I used the same custom theme as Dominik, which looks pretty good already.

# custom theme by Dominik Koch
my_theme <- function() {
  
  # Colors
  color.background = "white"
  color.text = "#22211d"
  
  # Begin construction of chart
  theme_bw(base_size=15) +
    
    # Format background colors
    theme(panel.background = element_rect(fill=color.background, color=color.background)) +
    theme(plot.background  = element_rect(fill=color.background, color=color.background)) +
    theme(panel.border     = element_rect(color=color.background)) +
    theme(strip.background = element_rect(fill=color.background, color=color.background)) +
    
    # Format the grid
    theme(panel.grid.major.y = element_blank()) +
    theme(panel.grid.minor.y = element_blank()) +
    theme(axis.ticks       = element_blank()) +
    
    # Format the legend
    theme(legend.position = "none") +
    
    # Format title and axis labels
    theme(plot.title       = element_text(color=color.text, size=20, face = "bold")) +
    theme(axis.title.x     = element_text(size=14, color="black", face = "bold")) +
    theme(axis.title.y     = element_text(size=14, color="black", face = "bold", vjust=1.25)) +
    theme(axis.text.x      = element_text(size=10, vjust=0.5, hjust=0.5, color = color.text)) +
    theme(axis.text.y      = element_text(size=10, color = color.text)) +
    theme(strip.text       = element_text(face = "bold")) +
    
    # Plot margins
    theme(plot.margin = unit(c(0.35, 0.2, 0.3, 0.35), "cm"))
}

Now we just need to change the labels and margins so that breed names and breed drawings appear as annotations on either side of the chart.

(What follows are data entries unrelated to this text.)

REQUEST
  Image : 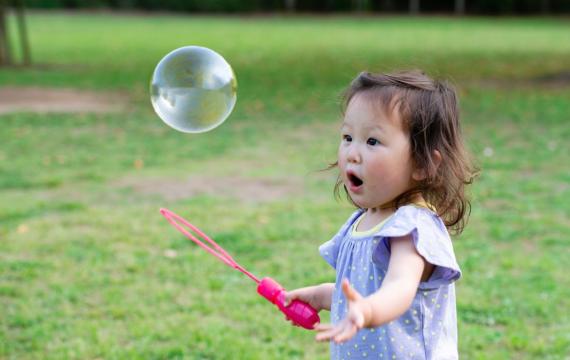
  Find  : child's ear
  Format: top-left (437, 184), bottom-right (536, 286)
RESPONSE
top-left (412, 150), bottom-right (441, 181)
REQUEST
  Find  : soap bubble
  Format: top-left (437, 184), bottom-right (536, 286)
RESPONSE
top-left (150, 46), bottom-right (237, 133)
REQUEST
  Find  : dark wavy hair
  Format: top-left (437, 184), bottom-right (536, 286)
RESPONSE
top-left (329, 70), bottom-right (479, 234)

ggplot(data = rankslong, aes(x = year, y = Rank, group = Breed)) +
  geom_line(aes(color = Breed, alpha = 1), size = 2) +
  geom_point(aes(color = Breed, alpha = 1), size = 4) +
  scale_x_discrete(expand = c(0.85,0))+
  scale_y_reverse(breaks = 1:nrow(rankslong))+
  theme(legend.position = "none") +
  labs(x = "year",
       y = "rank",
       title = "American Kennel Club \nmost popular breeds") +
  my_theme() + 
  geom_image(data=dogranks,aes(y=1:10,x=6,image=drawing))+
  geom_text(data =dogranks,aes(y=r2013,x=0.6,label=Breed),hjust="right")

Final plot

This is what the final chart looks like.

A lot of the media coverage of the recent rankings noted how French bulldogs have increased in popularity significantly, and this visualization really shows it. Yorkies show the opposite pattern.

click to enlarge

Thanks for reading. Feel free to contact me if anything isn’t working.

Cuteness aside, I’m aware of the health issues of brachycephalous breeds and I oppose selective inbreeding (line breeding) to meet arbitrary standards. Also: I’m very biased towards retrievers.